THP Entry: Making Amateur Astronomy Easy

explrad With the advent of electronics in everything, amateur astronomy has never been easier. Telescope mounts that point in the direction of any astronomical object automatically have been around for decades, and the Telrad – a device that paints 0.5, 2, and 4 degree diameter circles in your finder scope’s field of view are available if you’re just too cool for letting a robot do your job. [Christoph]’s explorad takes the concept of a Telrad and adds a somewhat more electronic twist: it still displays the field of view circles, but adds highlighting of interesting astronomical objects from a custom telescope mount, a huge database, and a few sensors.

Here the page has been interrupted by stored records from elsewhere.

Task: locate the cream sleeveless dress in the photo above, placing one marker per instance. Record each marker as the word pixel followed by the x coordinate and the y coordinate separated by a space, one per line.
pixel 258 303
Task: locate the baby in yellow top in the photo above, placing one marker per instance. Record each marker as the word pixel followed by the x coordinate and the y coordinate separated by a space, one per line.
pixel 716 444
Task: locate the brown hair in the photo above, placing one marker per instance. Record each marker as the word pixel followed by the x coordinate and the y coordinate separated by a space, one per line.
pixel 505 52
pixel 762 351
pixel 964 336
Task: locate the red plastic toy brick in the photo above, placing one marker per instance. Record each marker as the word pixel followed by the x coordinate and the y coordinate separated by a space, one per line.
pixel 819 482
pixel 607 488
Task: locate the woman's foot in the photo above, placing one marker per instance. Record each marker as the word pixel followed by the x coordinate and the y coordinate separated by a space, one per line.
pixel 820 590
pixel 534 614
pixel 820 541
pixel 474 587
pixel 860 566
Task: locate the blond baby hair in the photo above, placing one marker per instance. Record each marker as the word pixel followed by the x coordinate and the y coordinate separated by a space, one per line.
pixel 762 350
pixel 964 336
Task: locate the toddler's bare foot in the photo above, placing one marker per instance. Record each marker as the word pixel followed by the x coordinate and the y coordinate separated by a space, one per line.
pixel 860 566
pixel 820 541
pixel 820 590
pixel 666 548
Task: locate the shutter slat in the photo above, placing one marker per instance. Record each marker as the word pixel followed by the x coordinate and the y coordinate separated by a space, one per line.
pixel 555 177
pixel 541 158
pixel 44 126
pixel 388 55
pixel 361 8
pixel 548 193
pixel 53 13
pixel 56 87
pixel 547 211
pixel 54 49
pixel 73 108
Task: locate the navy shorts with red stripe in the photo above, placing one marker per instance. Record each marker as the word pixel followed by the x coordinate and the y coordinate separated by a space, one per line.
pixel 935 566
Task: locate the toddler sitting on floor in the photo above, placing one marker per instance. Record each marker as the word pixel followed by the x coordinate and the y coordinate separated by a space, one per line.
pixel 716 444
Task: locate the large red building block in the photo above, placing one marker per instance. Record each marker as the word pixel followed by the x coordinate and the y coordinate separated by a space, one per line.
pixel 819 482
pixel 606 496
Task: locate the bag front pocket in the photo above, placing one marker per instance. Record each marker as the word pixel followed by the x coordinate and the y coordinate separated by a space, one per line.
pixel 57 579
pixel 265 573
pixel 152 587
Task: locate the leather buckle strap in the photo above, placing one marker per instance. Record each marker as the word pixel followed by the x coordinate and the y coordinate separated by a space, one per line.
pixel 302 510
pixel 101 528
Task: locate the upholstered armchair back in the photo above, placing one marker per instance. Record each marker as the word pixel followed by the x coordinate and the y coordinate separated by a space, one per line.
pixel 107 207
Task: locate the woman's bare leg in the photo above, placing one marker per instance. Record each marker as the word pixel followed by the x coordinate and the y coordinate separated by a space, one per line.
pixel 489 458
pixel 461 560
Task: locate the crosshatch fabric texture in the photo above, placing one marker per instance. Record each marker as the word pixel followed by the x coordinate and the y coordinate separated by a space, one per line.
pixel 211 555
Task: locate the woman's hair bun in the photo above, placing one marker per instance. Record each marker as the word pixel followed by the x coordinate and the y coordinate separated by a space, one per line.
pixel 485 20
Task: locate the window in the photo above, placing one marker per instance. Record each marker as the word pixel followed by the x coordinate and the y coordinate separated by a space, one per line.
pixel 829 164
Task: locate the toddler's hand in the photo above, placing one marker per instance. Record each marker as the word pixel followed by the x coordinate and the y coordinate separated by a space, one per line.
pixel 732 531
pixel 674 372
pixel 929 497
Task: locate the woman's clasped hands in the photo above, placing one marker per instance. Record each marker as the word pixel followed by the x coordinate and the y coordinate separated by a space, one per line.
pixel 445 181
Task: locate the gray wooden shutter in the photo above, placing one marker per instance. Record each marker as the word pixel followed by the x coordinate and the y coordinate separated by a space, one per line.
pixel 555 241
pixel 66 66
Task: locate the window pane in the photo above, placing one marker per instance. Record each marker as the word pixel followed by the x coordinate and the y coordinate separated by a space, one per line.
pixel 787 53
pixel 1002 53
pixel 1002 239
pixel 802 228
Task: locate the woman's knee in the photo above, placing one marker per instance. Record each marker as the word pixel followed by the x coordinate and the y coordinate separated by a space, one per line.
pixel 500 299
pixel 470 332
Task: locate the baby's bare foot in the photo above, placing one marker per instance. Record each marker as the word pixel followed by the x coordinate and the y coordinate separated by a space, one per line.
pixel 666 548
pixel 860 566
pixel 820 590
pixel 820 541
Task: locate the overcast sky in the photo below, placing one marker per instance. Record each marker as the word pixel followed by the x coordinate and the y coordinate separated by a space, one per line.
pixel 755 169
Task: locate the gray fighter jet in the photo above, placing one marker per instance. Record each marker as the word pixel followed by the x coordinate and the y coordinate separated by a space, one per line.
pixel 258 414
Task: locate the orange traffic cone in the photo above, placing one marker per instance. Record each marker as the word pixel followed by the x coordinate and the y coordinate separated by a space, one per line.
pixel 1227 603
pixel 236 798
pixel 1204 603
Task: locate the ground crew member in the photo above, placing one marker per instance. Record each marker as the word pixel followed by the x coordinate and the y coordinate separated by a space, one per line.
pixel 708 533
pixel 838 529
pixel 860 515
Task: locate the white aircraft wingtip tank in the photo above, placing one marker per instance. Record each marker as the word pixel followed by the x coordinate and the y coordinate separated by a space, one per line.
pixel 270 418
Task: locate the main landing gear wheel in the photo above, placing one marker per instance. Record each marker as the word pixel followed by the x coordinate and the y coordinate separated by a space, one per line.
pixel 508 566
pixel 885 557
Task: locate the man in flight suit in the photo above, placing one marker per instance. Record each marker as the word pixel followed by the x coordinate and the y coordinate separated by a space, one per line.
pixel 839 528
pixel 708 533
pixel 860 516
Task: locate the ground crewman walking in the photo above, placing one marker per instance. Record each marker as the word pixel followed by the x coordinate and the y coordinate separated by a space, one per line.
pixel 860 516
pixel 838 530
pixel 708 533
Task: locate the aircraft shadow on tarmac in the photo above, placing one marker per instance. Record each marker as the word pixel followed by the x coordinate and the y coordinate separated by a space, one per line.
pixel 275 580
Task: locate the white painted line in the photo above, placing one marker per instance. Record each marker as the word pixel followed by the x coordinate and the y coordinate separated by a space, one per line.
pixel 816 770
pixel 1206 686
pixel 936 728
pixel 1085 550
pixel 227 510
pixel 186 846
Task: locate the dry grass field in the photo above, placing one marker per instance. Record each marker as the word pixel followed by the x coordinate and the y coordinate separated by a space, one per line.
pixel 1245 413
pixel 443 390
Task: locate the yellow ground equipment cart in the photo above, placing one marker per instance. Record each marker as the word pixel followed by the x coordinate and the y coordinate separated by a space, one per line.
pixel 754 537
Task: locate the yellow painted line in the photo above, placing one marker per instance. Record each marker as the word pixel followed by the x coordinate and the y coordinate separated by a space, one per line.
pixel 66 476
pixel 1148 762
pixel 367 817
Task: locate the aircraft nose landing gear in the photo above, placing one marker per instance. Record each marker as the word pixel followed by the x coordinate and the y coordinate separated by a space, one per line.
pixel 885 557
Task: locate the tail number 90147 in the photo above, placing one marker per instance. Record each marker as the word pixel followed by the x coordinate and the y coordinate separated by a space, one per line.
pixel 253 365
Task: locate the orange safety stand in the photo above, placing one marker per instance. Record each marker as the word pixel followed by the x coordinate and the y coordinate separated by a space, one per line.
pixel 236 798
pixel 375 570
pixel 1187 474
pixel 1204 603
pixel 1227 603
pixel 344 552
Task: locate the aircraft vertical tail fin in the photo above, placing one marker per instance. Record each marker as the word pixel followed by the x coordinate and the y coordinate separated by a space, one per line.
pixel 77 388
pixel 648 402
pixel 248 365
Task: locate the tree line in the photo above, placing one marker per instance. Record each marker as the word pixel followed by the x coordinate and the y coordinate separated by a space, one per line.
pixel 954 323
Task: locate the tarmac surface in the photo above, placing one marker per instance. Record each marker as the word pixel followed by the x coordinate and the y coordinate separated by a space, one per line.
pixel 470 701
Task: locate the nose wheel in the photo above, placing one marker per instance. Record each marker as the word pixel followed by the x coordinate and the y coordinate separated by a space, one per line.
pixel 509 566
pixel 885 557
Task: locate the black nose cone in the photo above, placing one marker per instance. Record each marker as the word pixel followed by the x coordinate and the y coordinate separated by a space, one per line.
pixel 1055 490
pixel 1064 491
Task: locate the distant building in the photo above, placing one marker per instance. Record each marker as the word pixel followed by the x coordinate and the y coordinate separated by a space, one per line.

By far the biggest challenge to any homebrew finder of astronomical objects is figuring out where the observer is. Not only does [Cristoph] need to take into account the location on Earth (GPS helps with that), but also where North is (electronic compass), where the telescope is pointing (optical encoders on a two axis mount), but also the universal time and current sidereal time. Living on a rotating planet that orbits a sun makes for a lot of code.

The current progress on the star finder to beat all star finders is a bit of code that draws the ‘telrad circles’ and displays placeholders for each patch of sky with a small triangle. Tilting the device or turning the azimuth pot moves these triangles and loads new ones on the fly. Now the name of the game is a sky object database for all the astronomical objects [Cristoph] wants to view.

7 thoughts on “THP Entry: Making Amateur Astronomy Easy

  1. Though, if you know enough of the night sky to locate and record the position of three bright stars against the position of the two axes of the scope you can dispense with having to know (North, Sidereal Time, Universal Time, Latitude or Longitude). You just then so a ‘simple’ spherical transform from the coordinate system of the scope to the one for the sky (RA, DEC).

    1. I’m surprised that there aren’t more systems like that, effectively doing pattern matching of the sky of what can be seen.
      Okay, there’d need to be fairly heavy restriction to reduce the search space such as not zoomed in too much (to ensure there are enough key stars in view) but with a GPS location, exact time and approximate direction, would it not then be searchable?

  2. Modern technology really HAS made amateur astronomy much more accessible. All you have to do is google your zodiac, and it can give you your charts and tell you what to expect for years to come instantly. It’s never been easier to find out when Mercury will be in retrograde.